How to recover from crypto-jacking malware attacks?
Before recovering from crypto-jacking malware victims need to detect those malware attacks. Already in previous paragraphs we discussed those detection methods. So, after that detection process is complete, the next step is about how to recover from these types of crypto-jacking malware. There are five-techniques to recover from it,
1. Use anti-virus software
Anti-virus software is not only a malware detection tool but also anti-virus software that can destroy malware function in the operating system. So, if a crypto-jacking malware attack happens to a victim’s device, the victim needs to install anti-virus software and detect those crypto-jacking malware and later deleting that malware.
2. Install a firewall
Some types of web-based crypto-jacking attacks cannot be defended against using anti-virus software. So, web-based crypto-jacking still uses the user’s device processing power for crypto mining.

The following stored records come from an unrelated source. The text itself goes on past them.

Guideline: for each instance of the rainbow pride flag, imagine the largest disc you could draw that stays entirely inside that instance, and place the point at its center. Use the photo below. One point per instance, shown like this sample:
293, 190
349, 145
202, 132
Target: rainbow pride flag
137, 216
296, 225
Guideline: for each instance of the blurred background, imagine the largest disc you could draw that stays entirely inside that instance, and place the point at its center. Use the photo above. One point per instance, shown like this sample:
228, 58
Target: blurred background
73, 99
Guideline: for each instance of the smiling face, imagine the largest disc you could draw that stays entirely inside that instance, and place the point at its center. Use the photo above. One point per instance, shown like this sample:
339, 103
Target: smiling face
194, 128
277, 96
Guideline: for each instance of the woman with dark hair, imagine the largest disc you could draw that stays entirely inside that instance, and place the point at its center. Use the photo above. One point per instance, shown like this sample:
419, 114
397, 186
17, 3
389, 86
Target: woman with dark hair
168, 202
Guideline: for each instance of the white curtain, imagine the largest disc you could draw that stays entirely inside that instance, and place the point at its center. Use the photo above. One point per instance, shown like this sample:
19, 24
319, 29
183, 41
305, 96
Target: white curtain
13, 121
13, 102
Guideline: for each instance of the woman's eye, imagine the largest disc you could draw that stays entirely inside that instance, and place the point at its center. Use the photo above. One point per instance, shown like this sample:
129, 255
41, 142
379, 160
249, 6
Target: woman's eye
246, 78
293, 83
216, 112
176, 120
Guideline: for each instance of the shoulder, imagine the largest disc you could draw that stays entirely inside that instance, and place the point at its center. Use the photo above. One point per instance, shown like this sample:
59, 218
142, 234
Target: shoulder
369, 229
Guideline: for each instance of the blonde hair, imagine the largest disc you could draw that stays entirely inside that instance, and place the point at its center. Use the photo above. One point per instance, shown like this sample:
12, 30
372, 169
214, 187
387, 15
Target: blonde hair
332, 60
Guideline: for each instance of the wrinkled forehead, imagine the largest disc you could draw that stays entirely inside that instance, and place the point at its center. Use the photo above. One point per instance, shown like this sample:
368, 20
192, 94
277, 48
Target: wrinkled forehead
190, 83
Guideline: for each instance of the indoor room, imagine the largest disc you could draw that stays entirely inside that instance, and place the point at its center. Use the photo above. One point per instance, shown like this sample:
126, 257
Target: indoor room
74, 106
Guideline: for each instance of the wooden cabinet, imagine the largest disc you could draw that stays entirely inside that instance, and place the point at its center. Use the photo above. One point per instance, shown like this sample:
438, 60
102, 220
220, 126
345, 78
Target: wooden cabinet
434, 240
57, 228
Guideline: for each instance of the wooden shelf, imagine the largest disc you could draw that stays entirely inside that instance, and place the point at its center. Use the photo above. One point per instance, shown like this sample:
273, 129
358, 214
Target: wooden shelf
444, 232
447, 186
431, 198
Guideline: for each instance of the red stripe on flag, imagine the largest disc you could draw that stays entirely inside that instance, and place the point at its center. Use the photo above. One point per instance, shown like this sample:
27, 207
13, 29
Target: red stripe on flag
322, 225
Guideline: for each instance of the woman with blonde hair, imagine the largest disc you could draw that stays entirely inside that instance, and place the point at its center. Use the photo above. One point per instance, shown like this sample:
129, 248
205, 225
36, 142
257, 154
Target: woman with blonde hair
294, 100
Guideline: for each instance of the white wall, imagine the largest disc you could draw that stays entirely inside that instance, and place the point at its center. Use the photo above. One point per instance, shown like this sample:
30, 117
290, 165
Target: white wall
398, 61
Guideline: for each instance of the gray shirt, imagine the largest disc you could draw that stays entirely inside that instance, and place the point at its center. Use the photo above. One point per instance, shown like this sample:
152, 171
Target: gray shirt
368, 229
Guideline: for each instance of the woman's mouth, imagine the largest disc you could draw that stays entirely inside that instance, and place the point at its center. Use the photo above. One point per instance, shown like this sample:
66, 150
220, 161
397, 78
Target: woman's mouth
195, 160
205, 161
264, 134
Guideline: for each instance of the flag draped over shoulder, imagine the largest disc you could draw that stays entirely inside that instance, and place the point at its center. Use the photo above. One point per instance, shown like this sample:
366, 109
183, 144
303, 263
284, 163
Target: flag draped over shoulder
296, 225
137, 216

Then still get those types of attacks, Firewall is the best option to block those types of web-based crypto-jacking attacks as it blocks and controls the incoming and outgoing network traffic to and from the device.
Firewalls may be able to prevent some types of attack vectors by blocking malicious traffic before it can enter a computer system, and by restricting unnecessary outbound communications. So, if a crypto-jacking malware attack happens, installing a firewall helps to recover from it.
Nowadays both of these (Firewall and Anti-virus protection) function in one software. So, the victim who does not use prevention methods will definitely end up with the recovery process. Because of that prevention is more important than the recovery step.